Instinet paid more than $800,000 to settle SEC charges that it gave commission rebates to an investment adviser who then used them to make improper payments to his ex-wife and to fund a personal residence.

A broker paid more than $800,000 to settle Securities and Exchange Commission charges that it gave commission rebates to an investment advisory firm, whose president then used them to make improper payments to his ex-wife and to pay for a personal residence.

The SEC found that the broker, Instinet, approved about $430,000 in so-called soft-dollar payments to J.S. Oliver Capital Management, from January 2009 through July 2010 that the firm did not properly disclose to its clients.

Soft dollars are credits that brokerages give to advisers for commissions charged to their clients for trades in their accounts. They can legally be used to pay for brokerage and research services, as long as they are fully disclosed.

The SEC said that Instinet ignored “red flags” that the adviser was misusing the soft dollars, including $329,000 for the ex-wife of J.S. Oliver’s president, Ian Mausner; $65,000 for 13 months of inflated rent payments at Mr. Mausner’s home office and more than $40,000 for two payments on Mr. Mausner’s New York City timeshare.

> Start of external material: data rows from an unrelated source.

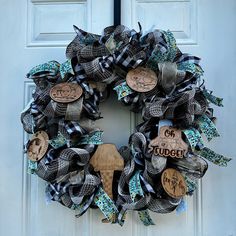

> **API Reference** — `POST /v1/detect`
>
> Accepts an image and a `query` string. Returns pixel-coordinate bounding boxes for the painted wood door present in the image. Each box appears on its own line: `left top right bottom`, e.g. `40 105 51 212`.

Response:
0 0 236 236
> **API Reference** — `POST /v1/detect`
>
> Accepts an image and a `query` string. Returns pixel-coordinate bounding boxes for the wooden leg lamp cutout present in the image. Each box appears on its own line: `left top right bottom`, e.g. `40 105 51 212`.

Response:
90 143 124 223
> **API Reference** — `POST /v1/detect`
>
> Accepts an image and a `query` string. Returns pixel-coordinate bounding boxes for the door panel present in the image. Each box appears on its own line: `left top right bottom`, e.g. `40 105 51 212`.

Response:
0 0 236 236
122 0 236 236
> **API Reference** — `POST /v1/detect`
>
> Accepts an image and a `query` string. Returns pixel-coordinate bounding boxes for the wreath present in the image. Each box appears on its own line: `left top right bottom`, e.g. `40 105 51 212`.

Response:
21 24 230 225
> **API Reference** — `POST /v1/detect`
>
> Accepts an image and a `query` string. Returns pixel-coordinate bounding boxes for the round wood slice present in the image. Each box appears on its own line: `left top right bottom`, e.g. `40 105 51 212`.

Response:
126 67 157 93
161 168 187 198
27 131 49 161
50 83 83 103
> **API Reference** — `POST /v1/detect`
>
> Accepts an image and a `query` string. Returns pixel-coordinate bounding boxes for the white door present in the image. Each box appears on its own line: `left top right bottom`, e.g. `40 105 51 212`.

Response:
0 0 236 236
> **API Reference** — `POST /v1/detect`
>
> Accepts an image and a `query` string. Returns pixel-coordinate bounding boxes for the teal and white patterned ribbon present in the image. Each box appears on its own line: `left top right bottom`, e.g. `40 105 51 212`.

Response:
94 187 119 223
114 82 133 100
182 173 197 195
60 60 75 79
27 61 60 78
177 61 204 77
183 128 204 151
176 198 187 215
79 131 103 145
202 90 223 107
198 147 231 167
129 171 155 226
48 132 67 149
196 115 220 141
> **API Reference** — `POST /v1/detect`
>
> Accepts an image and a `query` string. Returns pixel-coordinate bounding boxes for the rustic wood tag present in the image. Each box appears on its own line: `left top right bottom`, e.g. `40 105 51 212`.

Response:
50 83 83 103
27 131 49 161
149 126 188 158
90 144 124 199
126 67 157 93
161 168 187 198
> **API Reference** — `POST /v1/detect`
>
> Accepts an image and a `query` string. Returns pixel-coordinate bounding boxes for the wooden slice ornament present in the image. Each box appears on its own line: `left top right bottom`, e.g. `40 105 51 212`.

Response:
27 131 49 161
161 168 187 198
90 144 124 199
126 67 157 93
50 82 83 103
149 126 188 158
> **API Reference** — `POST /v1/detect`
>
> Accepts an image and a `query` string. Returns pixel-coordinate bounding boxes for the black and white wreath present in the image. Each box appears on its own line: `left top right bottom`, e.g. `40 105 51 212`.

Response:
21 25 230 225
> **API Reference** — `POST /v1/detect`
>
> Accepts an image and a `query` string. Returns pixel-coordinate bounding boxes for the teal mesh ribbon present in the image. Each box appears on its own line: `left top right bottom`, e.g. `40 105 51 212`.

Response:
196 115 220 141
183 128 204 151
94 187 119 223
203 90 223 107
79 131 103 145
27 61 60 78
60 60 75 79
48 132 67 149
198 147 231 167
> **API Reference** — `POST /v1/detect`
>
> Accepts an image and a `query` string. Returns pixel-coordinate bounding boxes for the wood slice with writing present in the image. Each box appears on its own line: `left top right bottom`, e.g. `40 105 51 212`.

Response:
90 143 124 199
149 126 188 158
27 131 49 161
126 67 157 93
50 82 83 103
161 168 187 198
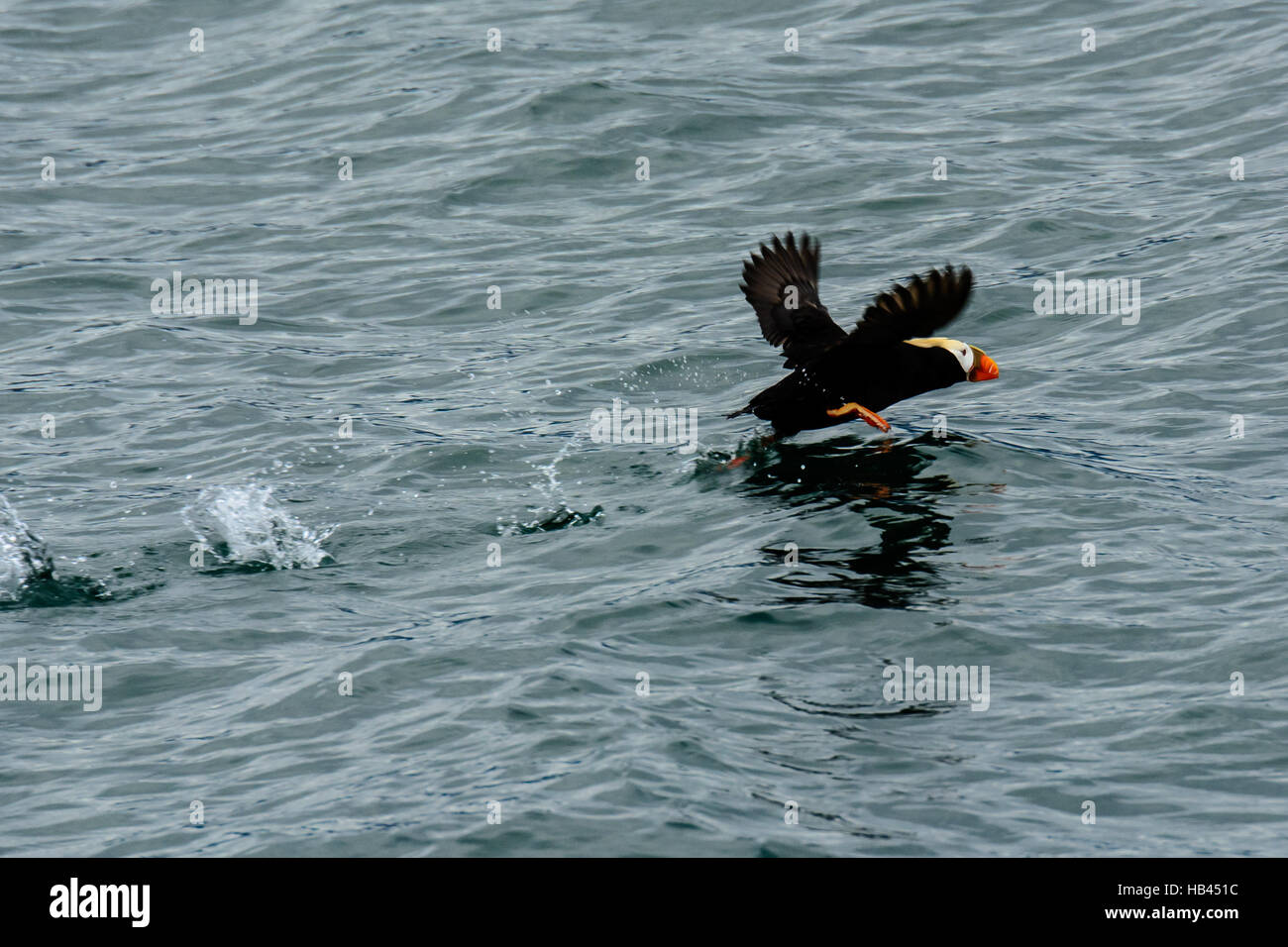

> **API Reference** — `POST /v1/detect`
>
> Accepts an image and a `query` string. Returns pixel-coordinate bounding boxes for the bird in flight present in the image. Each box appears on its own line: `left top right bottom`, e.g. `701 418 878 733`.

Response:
729 232 999 440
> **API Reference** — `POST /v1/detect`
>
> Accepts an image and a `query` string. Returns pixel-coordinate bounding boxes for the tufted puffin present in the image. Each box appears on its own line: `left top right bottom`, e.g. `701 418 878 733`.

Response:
729 232 997 438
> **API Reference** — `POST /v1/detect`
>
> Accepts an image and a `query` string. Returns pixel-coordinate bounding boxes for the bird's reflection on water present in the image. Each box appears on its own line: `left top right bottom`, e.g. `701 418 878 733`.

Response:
742 433 970 608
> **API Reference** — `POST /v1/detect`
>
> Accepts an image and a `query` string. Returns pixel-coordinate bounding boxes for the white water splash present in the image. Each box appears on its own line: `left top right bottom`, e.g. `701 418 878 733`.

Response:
183 484 336 570
0 496 54 601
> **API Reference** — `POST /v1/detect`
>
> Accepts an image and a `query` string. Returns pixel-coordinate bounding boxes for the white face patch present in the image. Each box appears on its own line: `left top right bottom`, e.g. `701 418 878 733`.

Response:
905 338 975 374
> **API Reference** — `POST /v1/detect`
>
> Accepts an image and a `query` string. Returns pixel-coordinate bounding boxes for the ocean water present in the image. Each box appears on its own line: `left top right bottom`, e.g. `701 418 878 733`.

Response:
0 0 1288 856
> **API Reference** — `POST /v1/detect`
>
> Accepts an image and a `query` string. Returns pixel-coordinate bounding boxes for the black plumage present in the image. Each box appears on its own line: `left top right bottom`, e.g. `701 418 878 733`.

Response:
729 233 997 436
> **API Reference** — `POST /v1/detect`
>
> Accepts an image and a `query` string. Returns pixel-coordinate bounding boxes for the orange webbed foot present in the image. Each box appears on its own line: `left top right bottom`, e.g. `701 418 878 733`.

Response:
827 401 890 430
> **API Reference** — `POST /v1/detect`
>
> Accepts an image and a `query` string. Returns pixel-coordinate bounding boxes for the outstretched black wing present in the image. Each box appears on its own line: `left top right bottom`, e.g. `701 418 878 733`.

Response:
850 266 974 346
739 232 845 368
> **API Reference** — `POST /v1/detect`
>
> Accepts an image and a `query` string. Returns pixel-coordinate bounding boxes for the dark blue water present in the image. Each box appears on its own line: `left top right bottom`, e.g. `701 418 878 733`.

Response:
0 0 1288 856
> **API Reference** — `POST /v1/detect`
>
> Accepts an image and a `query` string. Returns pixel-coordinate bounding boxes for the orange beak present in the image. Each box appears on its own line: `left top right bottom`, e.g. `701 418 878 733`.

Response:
966 352 999 381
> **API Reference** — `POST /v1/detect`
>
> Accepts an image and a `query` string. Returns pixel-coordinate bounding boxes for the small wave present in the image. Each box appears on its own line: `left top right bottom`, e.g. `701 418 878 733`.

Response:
497 504 604 536
0 496 112 607
183 484 336 570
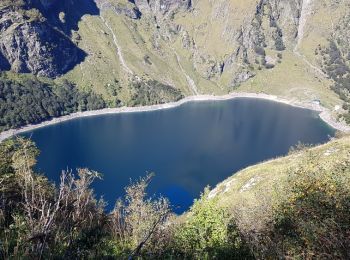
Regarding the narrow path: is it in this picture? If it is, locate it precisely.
[293,0,327,78]
[100,15,134,75]
[173,49,199,95]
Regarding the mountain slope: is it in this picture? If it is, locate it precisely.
[0,0,350,121]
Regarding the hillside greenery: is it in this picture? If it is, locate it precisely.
[0,137,350,259]
[0,74,106,131]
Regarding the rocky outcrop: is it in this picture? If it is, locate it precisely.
[134,0,191,16]
[0,1,84,78]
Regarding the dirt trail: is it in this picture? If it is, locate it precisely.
[294,0,327,78]
[174,50,199,95]
[100,15,134,75]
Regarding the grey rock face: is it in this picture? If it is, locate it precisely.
[0,5,84,78]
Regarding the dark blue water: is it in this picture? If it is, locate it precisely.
[26,98,334,212]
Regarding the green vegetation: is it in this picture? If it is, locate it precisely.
[0,137,350,259]
[131,80,184,106]
[0,74,105,131]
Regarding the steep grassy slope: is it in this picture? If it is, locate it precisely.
[57,0,349,111]
[209,136,350,231]
[0,0,350,126]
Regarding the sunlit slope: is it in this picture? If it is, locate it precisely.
[64,0,349,108]
[210,136,350,229]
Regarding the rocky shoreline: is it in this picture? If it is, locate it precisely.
[0,93,350,142]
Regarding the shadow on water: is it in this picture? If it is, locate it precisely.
[40,0,100,36]
[36,0,100,74]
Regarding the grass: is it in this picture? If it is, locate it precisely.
[56,0,346,109]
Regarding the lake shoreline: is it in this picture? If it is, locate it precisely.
[0,93,350,143]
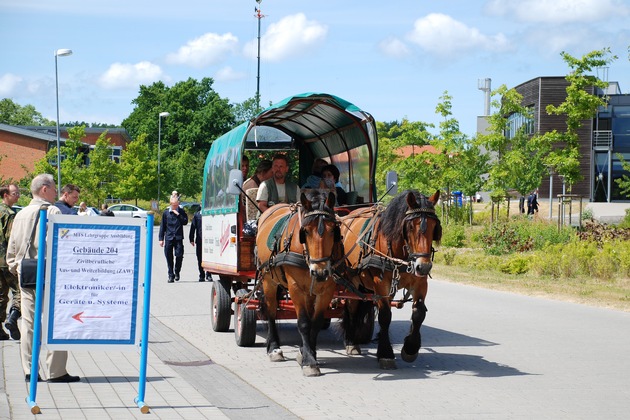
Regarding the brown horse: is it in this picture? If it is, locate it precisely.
[341,191,442,369]
[256,190,343,376]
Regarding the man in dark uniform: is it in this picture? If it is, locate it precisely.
[0,184,22,340]
[158,196,188,283]
[188,210,206,281]
[55,184,81,214]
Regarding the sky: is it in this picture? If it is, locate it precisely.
[0,0,630,136]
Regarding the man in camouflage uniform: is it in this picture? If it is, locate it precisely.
[0,184,21,340]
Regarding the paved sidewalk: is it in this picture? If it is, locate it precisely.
[0,318,295,420]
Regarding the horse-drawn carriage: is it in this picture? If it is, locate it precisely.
[202,93,440,376]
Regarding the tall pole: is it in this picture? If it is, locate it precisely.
[256,0,265,113]
[157,112,171,211]
[55,48,72,197]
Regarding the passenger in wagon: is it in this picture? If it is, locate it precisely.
[243,159,273,191]
[256,154,300,212]
[322,165,348,206]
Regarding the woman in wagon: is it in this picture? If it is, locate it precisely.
[322,165,348,206]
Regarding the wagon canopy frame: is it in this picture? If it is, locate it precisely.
[203,92,378,213]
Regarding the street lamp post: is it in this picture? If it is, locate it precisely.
[158,112,171,211]
[55,48,72,196]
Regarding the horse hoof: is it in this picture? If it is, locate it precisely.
[400,348,418,363]
[378,359,398,370]
[346,346,361,356]
[302,366,322,378]
[269,349,285,362]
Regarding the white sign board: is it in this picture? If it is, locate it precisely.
[43,215,146,350]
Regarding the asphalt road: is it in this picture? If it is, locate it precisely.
[151,230,630,419]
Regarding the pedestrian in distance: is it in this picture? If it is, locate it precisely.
[158,194,188,283]
[527,191,538,216]
[101,203,114,217]
[188,210,207,281]
[55,184,81,214]
[0,184,22,340]
[7,174,81,383]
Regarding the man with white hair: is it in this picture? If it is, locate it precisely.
[7,174,81,383]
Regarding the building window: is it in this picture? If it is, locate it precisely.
[111,146,122,163]
[505,107,534,139]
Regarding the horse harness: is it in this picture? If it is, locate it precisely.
[354,203,442,298]
[257,204,341,290]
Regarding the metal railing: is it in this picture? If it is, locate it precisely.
[593,130,612,149]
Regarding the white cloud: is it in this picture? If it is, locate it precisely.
[166,32,238,68]
[214,66,247,82]
[486,0,630,24]
[407,13,510,56]
[378,38,410,58]
[0,73,22,96]
[243,13,328,61]
[99,61,164,89]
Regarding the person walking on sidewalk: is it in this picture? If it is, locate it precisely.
[158,195,188,283]
[0,184,22,340]
[7,174,81,382]
[188,210,206,281]
[55,184,81,214]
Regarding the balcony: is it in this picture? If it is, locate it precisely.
[593,130,612,150]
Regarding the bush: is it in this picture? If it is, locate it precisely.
[480,218,574,255]
[618,209,630,228]
[442,224,466,248]
[499,255,531,274]
[443,249,456,265]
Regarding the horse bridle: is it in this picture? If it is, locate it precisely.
[403,207,441,262]
[300,210,341,264]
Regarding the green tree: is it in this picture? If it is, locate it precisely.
[81,131,118,207]
[29,126,89,186]
[114,134,159,205]
[376,118,431,191]
[541,48,617,191]
[162,150,205,197]
[122,77,234,159]
[0,98,56,126]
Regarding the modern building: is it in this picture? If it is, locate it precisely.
[506,76,630,202]
[0,124,131,181]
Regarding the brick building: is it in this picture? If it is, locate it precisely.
[0,124,131,181]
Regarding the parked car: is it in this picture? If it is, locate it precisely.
[109,204,148,219]
[74,206,101,216]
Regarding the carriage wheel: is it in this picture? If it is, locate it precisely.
[234,289,256,347]
[210,276,232,332]
[355,301,377,344]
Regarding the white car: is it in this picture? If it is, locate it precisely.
[109,204,148,219]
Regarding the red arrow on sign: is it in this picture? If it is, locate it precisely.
[72,311,111,324]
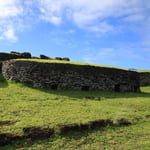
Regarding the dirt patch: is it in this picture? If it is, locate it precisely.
[23,127,54,140]
[116,118,132,126]
[0,133,23,146]
[0,121,16,126]
[89,119,114,129]
[82,96,101,101]
[59,123,80,134]
[59,119,114,134]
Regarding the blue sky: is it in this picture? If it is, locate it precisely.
[0,0,150,69]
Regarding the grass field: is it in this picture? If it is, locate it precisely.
[0,76,150,150]
[15,58,128,70]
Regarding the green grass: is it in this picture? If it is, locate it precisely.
[16,58,128,70]
[138,70,150,73]
[0,78,150,150]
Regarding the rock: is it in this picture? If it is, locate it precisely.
[2,60,139,92]
[40,55,51,59]
[20,52,32,58]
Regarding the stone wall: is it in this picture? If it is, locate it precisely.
[2,60,139,92]
[0,52,31,61]
[139,72,150,86]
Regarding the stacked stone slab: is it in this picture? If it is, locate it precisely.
[2,60,140,92]
[139,72,150,86]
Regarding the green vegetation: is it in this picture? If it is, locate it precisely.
[16,58,127,70]
[0,76,150,150]
[138,70,150,73]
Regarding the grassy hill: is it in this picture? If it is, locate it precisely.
[0,76,150,150]
[15,58,128,70]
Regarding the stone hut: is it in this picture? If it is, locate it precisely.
[2,60,140,92]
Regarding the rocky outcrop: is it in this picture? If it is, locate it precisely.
[139,72,150,86]
[2,60,140,92]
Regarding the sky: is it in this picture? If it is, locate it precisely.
[0,0,150,69]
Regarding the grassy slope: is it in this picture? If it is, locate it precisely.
[16,59,127,70]
[0,79,150,150]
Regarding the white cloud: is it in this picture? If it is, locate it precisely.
[38,0,149,32]
[0,0,22,19]
[0,0,150,40]
[0,28,18,42]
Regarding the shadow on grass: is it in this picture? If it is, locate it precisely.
[0,126,130,150]
[31,88,150,101]
[0,74,8,88]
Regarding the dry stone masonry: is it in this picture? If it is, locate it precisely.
[139,72,150,86]
[2,60,140,92]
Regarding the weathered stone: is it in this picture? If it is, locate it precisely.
[20,52,32,58]
[2,60,140,92]
[139,72,150,86]
[62,57,70,61]
[40,55,50,59]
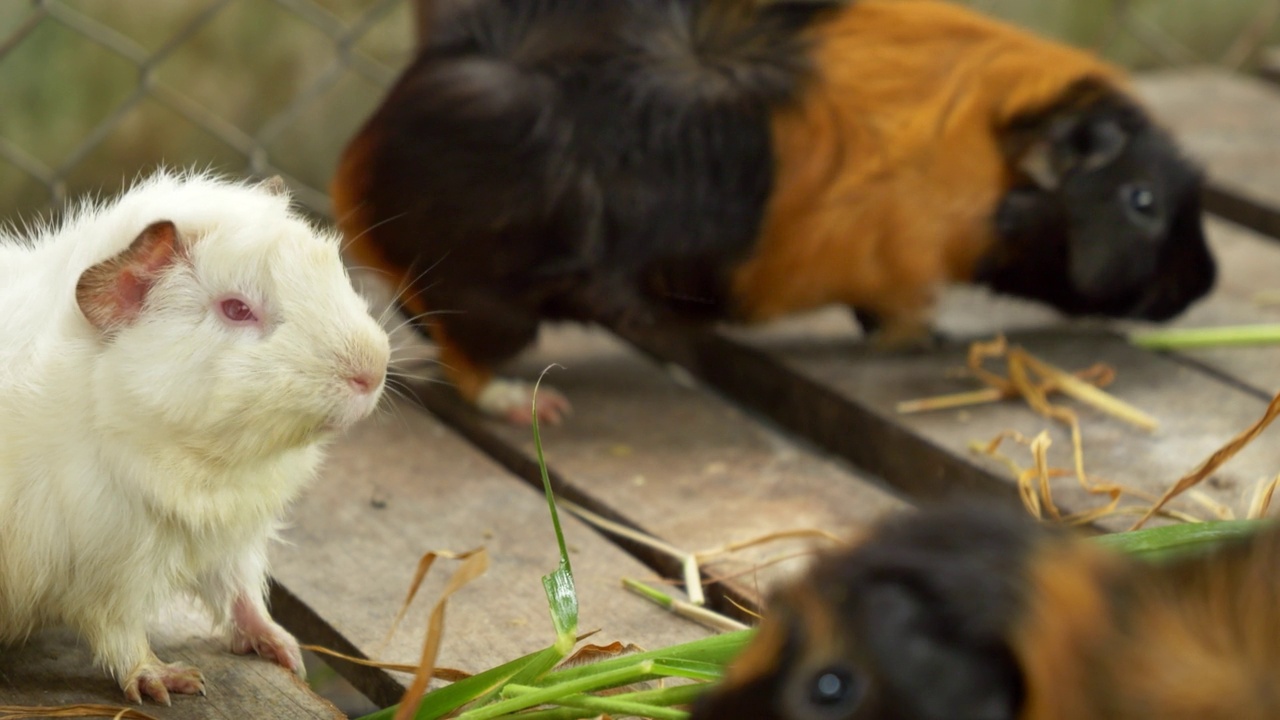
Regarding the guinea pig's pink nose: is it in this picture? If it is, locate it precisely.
[347,370,383,395]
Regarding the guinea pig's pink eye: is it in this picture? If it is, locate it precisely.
[221,297,257,323]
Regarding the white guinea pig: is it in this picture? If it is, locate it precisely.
[0,172,389,703]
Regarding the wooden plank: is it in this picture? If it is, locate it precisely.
[271,401,708,706]
[0,605,343,720]
[489,327,902,594]
[711,320,1280,527]
[404,328,902,614]
[1138,68,1280,237]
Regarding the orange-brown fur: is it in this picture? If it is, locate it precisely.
[694,511,1280,720]
[733,0,1123,337]
[1012,529,1280,720]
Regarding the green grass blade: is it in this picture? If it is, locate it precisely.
[357,647,559,720]
[1093,520,1271,560]
[653,657,724,683]
[499,687,689,720]
[516,683,708,720]
[1129,324,1280,350]
[538,630,755,687]
[458,662,653,720]
[532,368,577,655]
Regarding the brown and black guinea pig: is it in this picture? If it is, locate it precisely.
[332,0,1215,420]
[691,507,1280,720]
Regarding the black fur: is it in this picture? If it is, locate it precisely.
[692,507,1050,720]
[975,88,1216,320]
[366,0,835,364]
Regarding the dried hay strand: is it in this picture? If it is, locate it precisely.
[1130,393,1280,530]
[899,336,1280,529]
[0,703,156,720]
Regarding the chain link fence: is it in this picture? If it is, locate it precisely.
[0,0,1280,218]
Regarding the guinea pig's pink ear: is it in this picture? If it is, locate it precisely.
[76,220,179,333]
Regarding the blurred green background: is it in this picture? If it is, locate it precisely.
[0,0,1280,219]
[0,0,1280,219]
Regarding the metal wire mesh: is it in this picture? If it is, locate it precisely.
[0,0,1280,217]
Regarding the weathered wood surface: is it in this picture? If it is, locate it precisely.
[0,597,343,720]
[489,327,902,602]
[271,402,708,705]
[257,72,1280,703]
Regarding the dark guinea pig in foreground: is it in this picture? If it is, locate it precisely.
[332,0,1215,419]
[691,509,1280,720]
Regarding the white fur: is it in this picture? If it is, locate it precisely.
[0,172,389,700]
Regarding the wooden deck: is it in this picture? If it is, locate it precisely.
[0,64,1280,717]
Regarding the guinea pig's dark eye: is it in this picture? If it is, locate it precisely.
[1120,183,1156,217]
[810,667,855,707]
[790,662,867,720]
[219,297,257,323]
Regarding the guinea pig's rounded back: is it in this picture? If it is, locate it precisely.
[96,170,390,460]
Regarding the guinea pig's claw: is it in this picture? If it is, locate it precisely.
[232,621,307,679]
[124,662,206,706]
[476,378,573,425]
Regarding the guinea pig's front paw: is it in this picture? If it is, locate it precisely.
[122,660,205,705]
[232,594,307,678]
[232,618,307,678]
[872,315,943,355]
[476,378,571,425]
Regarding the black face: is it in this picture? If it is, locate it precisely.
[975,96,1216,320]
[691,509,1038,720]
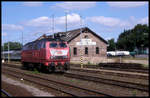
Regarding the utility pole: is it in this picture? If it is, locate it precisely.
[66,11,67,32]
[8,42,9,63]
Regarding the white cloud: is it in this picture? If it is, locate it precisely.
[2,24,24,31]
[86,16,148,29]
[25,16,51,27]
[52,2,96,10]
[87,16,129,27]
[56,13,80,24]
[23,2,43,7]
[107,2,148,8]
[24,13,80,27]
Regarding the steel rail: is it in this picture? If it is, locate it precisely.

Instinet settled without admitting or denying the charges. Instinet’s attorney, Jonathan Pressman, a partner at WilmerHale, declined to comment. The SEC charged J.S. Oliver and Mr. Mausner separately in August.

“Instinet repeatedly approved soft dollar payments despite clear warning signs that J.S. Oliver and Mausner were improperly using client funds for their benefit,” Marshall S. Sprung, co-chief of the SEC Enforcement Division’s Asset Management Unit, said in a statement. “Brokers perform a crucial gatekeeper function in approving soft dollar payments, and they cannot turn a blind eye to red flags that investment advisers may be breaching their fiduciary duty to clients.”

J.S. Oliver said that the soft dollars would be used for “evaluating potential investment opportunities” and for “overhead expenses,” according to the SEC claim.

But the agency said that Instinet should have known that the payments for Mr. Mausner’s ex-wife were fishy because she was not being compensated as an employee “but rather…to satisfy Mausner’s personal obligation.”